La cession d’une officine, comme de toute entreprise, peut s’effectuer à titre gratuit (donation, legs, succession) ou à titre onéreux, par voie de vente ou d’échange.
Des règles spécifiques à la propriété de l’officine par le titulaire doivent être respectées, parmi lesquelles :
- Le pharmacien doit être propriétaire de l’officine dont il est titulaire. En revanche, les pharmaciens sont autorisés par dérogation à constituer entre eux une société, en vue de l’exploitation de l’officine. Le pharmacien doit en outre exercer personnellement sa profession.

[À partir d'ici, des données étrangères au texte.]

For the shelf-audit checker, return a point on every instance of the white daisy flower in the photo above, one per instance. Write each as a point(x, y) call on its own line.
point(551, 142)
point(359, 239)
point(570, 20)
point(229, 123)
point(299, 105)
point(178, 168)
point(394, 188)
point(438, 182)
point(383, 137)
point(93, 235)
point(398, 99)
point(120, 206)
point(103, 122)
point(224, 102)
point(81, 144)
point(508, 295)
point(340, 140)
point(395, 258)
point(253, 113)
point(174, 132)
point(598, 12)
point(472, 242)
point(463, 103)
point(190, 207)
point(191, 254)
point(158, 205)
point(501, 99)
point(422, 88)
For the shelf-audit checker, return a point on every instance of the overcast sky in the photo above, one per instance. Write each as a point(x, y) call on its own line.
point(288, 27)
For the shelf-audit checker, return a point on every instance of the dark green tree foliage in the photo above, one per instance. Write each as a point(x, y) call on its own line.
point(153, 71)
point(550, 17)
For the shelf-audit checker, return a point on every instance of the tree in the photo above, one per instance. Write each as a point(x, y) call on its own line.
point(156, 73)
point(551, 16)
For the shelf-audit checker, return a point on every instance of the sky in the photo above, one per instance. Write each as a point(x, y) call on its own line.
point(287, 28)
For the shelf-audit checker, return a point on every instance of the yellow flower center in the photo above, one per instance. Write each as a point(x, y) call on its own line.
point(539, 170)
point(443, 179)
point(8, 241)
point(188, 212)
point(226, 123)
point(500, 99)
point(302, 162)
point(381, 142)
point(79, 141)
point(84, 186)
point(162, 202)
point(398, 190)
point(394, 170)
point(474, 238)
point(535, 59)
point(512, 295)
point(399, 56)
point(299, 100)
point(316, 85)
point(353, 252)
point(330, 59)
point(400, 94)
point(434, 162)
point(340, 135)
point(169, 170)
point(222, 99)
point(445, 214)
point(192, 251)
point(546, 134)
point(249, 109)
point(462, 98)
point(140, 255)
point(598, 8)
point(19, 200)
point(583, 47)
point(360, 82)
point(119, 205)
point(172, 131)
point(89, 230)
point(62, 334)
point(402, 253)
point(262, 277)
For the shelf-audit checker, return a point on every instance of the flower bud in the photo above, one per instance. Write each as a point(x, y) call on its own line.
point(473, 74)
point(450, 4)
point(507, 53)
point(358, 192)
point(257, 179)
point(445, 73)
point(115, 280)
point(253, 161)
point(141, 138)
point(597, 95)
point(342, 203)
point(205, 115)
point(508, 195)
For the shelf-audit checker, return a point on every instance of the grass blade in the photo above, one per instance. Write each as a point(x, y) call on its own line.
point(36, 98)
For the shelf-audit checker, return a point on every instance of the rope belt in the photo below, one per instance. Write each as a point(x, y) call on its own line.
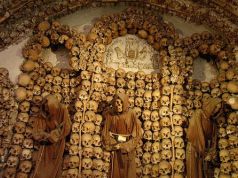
point(120, 137)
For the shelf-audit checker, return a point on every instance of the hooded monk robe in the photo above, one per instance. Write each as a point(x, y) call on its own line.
point(50, 129)
point(125, 123)
point(201, 128)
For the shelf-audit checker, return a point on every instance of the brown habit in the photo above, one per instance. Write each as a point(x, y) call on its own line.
point(125, 123)
point(50, 154)
point(201, 128)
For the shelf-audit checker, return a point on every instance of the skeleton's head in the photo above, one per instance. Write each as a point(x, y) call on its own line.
point(147, 135)
point(74, 139)
point(25, 166)
point(165, 132)
point(87, 140)
point(26, 154)
point(164, 111)
point(179, 166)
point(166, 143)
point(180, 153)
point(164, 167)
point(146, 115)
point(146, 158)
point(12, 161)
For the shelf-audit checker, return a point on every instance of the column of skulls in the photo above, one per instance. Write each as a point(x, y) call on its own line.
point(227, 88)
point(8, 114)
point(172, 114)
point(151, 125)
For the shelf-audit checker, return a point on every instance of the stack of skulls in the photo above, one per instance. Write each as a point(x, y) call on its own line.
point(172, 114)
point(227, 144)
point(86, 156)
point(39, 78)
point(8, 114)
point(226, 88)
point(22, 143)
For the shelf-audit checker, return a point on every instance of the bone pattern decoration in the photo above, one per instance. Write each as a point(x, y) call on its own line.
point(89, 86)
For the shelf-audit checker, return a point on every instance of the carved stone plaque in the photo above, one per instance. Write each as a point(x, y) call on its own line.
point(132, 54)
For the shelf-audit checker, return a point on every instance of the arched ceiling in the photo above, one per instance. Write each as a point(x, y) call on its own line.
point(18, 17)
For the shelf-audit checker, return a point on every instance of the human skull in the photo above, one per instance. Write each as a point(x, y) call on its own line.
point(140, 92)
point(164, 167)
point(233, 118)
point(178, 120)
point(146, 115)
point(12, 161)
point(179, 166)
point(147, 125)
point(226, 168)
point(147, 169)
point(178, 90)
point(139, 102)
point(28, 143)
point(20, 127)
point(137, 111)
point(147, 135)
point(178, 109)
point(155, 126)
point(121, 83)
point(97, 140)
point(87, 140)
point(82, 95)
point(166, 143)
point(146, 158)
point(140, 75)
point(155, 158)
point(15, 150)
point(164, 100)
point(73, 150)
point(25, 166)
point(223, 143)
point(140, 84)
point(166, 90)
point(88, 152)
point(17, 139)
point(216, 92)
point(74, 139)
point(98, 152)
point(164, 111)
point(130, 75)
point(26, 154)
point(87, 163)
point(88, 127)
point(120, 73)
point(92, 106)
point(178, 131)
point(180, 153)
point(224, 156)
point(98, 164)
point(24, 106)
point(165, 132)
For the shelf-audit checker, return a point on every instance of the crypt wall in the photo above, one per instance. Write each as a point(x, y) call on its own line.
point(126, 52)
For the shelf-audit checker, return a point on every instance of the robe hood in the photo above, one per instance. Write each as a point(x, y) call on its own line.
point(125, 101)
point(209, 107)
point(53, 105)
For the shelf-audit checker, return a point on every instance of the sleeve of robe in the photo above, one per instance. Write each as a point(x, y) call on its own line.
point(55, 135)
point(107, 141)
point(135, 136)
point(195, 132)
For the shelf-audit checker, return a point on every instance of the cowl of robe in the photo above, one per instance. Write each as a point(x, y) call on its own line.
point(125, 123)
point(49, 157)
point(201, 128)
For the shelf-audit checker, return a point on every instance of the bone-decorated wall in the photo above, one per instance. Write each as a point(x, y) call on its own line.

- La société peut prendre des formes diverses : il peut s’agir par exemple d’une société en nom collectif (SNC), d’une société à responsabilité limitée (SARL), à condition que la SARL ne soit propriétaire que d’une seule officine, et que le(s) gérant(s) soi(en)t pharmacien(s). Il peut encore s’agir d’une société d’exercice libéral (SEL).
- Un pharmacien ne peut être propriétaire ou copropriétaire que d’une seule officine.
- Un pharmacien associé dans une société qui exploite une officine doit détenir au moins 5% du capital social et des droits de vote qui y sont attachés.
Le nouveau titulaire de l’officine n’a pas à solliciter de licence. Il doit toutefois faire une déclaration d’exploitation auprès du Conseil de l’Ordre compétent, qui transmet ces informations aux services de l’Etat (L 5125-16 du Code de la Santé publique). Par ailleurs, en cas par exemple de création d’une SEL, celle-ci doit être elle-même inscrite au tableau de l’Ordre, indépendamment de l’inscription de ses associés pharmaciens en exercice.
Il existait auparavant une obligation de déclaration en Préfecture, mais celle-ci a été supprimée par l’ordonnance n°2005-1040 du 26 août 2005.
En outre, il convient de noter qu’il est interdit, sauf cas de force majeure, de céder une officine créée ou transférée depuis moins de cinq ans (article L 5125-7 du Code de la Santé publique).
Qu’il s’agisse d’une création, d’un transfert ou d’une cession d’officine, le pharmacien devra en outre se conformer aux normes régissant toute entreprise, même si l’officine de pharmacie, compte tenu du caractère particulièrement réglementé de la profession, doit subir des contraintes spécifiques.